Studio album by Lynda Carter
- Released: May 1978
- Recorded: Late 1977-Early 1978
- Genre: Pop
- Label: Epic
- Producer: Vini Poncia

Lynda Carter chronology
|  | Portrait (1978) | At Last (2009) |

= Portrait (Lynda Carter album) =

Portrait is the first album by the American actress Lynda Carter. It was released in 1978 on vinyl LP, 8-track and cassette as well as a limited edition picture LP. Carter co-wrote three of the songs: "Want to Get Beside You," "Fantasy Man" and "Toto (Don't It Feel Like Paradise)". The album also included the cover songs "She's Always a Woman" by Billy Joel and "Just One Look" by Doris Troy. Promotional singles were released for "All Night Song" and "Toto (Don't It Feel Like Paradise)."

Two of the songs were featured in and performed by Carter's character, Diana Prince in the 1979 Wonder Woman episode, "Amazon Hot Wax": "Want to Get Beside You" and "Toto (Don't It Feel Like Paradise)". The latter song makes mention of several elements from the Wizard of Oz stories, and quotes dialogue from the 1939 film.

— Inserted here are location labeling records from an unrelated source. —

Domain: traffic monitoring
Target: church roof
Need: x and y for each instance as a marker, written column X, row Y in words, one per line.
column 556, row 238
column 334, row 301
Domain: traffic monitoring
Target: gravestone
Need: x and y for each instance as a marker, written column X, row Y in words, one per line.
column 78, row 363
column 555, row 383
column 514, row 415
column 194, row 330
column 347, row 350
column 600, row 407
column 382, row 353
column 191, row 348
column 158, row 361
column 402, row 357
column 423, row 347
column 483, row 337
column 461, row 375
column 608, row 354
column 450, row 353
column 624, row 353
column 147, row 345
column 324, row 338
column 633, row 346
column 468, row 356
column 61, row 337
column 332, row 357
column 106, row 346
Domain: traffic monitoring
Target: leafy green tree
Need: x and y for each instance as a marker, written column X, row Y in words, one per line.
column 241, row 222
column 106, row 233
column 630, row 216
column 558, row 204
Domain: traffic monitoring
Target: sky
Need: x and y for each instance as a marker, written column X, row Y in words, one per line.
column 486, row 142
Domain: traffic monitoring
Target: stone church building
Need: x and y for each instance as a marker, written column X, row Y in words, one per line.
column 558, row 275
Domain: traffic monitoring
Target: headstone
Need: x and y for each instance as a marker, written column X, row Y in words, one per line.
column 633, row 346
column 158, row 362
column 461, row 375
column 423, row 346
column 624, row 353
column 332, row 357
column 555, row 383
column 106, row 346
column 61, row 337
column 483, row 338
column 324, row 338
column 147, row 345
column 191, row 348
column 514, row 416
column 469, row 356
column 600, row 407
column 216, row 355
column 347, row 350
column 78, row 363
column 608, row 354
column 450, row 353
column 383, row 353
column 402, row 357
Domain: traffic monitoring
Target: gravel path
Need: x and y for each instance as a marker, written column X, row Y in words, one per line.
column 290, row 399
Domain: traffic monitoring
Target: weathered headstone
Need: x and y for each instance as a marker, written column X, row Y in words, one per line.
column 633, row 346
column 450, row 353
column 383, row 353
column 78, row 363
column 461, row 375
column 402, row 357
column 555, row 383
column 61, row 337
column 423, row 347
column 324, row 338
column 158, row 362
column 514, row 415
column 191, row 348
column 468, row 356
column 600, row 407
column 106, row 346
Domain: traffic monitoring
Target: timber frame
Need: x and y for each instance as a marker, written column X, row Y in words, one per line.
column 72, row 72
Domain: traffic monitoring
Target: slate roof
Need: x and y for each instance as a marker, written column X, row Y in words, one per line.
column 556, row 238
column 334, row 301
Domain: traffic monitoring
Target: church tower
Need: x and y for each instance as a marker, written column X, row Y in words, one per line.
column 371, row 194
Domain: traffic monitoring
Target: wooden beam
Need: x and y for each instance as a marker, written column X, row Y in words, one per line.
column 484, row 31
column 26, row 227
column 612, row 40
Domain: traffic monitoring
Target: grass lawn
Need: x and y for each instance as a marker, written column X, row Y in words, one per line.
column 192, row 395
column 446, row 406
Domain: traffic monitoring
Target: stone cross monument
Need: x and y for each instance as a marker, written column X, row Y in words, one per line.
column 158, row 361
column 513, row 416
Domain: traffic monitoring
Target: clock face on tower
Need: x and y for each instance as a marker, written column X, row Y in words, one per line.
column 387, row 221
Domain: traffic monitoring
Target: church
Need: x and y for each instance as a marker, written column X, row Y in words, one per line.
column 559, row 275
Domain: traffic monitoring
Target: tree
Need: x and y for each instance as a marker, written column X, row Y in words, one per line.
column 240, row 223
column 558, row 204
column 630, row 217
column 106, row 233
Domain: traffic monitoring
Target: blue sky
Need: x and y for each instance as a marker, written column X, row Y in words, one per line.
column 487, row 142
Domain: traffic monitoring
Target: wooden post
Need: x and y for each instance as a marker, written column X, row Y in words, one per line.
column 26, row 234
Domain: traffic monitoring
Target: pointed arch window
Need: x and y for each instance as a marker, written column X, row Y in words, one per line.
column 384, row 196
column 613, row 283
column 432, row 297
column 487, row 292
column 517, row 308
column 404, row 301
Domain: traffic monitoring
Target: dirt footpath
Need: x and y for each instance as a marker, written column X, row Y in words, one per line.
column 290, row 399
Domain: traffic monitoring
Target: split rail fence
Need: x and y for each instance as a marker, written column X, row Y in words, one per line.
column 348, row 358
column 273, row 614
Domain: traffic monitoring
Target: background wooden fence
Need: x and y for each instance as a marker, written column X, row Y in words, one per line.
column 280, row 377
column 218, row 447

Portrait was issued on CD by Wounded Bird Records in 2013 with two previously unreleased bonus tracks. The LP is downloadable on iTunes

Carter did not release another album for over 30 years, due in part to focusing on her acting career and family life though she did occasional singing gigs. Her second album At Last containts jazz and blues standards, was released in June 2009. A third album, Crazy Little Things followed in 2011.

==Reception==
In a retrospective review for AllMusic, Timothy Monger wrote that Carter possessed enough talent as a vocalist to be taken seriously beyond her Wonder Woman fame: "Her voice is tuneful and pleasantly husky and the material is delivered with confidence." Monger ranked the album 3 stars out of 5 and wrote its main failing, however, was too many mediocre songs that made the album competent but undistinguished.

==Track listing==
1. "All Night Song" (Bob Siller) – 4:47
2. "She's Always a Woman" (Billy Joel) – 3:09
3. "Tumbledown Love" (Don Dunn, Bob Siller) – 4:44
4. "Just One Look" (Gregory Carroll, Doris Payne) – 2:34
5. "Fantasy Man" (Lynda Carter, C. Siller) – 4:39
6. "Lines" (Don Dunn, Art Munson) – 4:20
7. "Want to Get Beside You" (Lynda Carter, Don Dunn, Art Munson) – 4:06
8. "You're the Only One Who Understands" (Charles Clinton Smith) – 4:22
9. "Put On a Show" (Bob Siller) – 3:44
10. "Toto (Don't It Feel Like Paradise)" (Lynda Carter, C. Siller, Bill Cuomo) – 3:31

== Personnel ==
- Lynda Carter – vocals
with:
- Bill Cuomo – keyboards
- Clark Garman – guitar
- Art Munson – guitar
- Colin Cameron – bass
- Ralph Humphrey – drums
- Don Dunn – backing vocals
- The Faragher Brothers – backing vocals
- Wendy Haas – backing vocals
- Brie Howard – backing vocals
- Jeanie Arnold Saviano – backing vocals
- Bob Siller – backing vocals
- Chuck Smith – backing vocals
- Barry Fasman – arranger, conductor
- Tom Saviano – arranger
- Bob Schaper – engineer
- Vic Anesini - Mastering and remastering.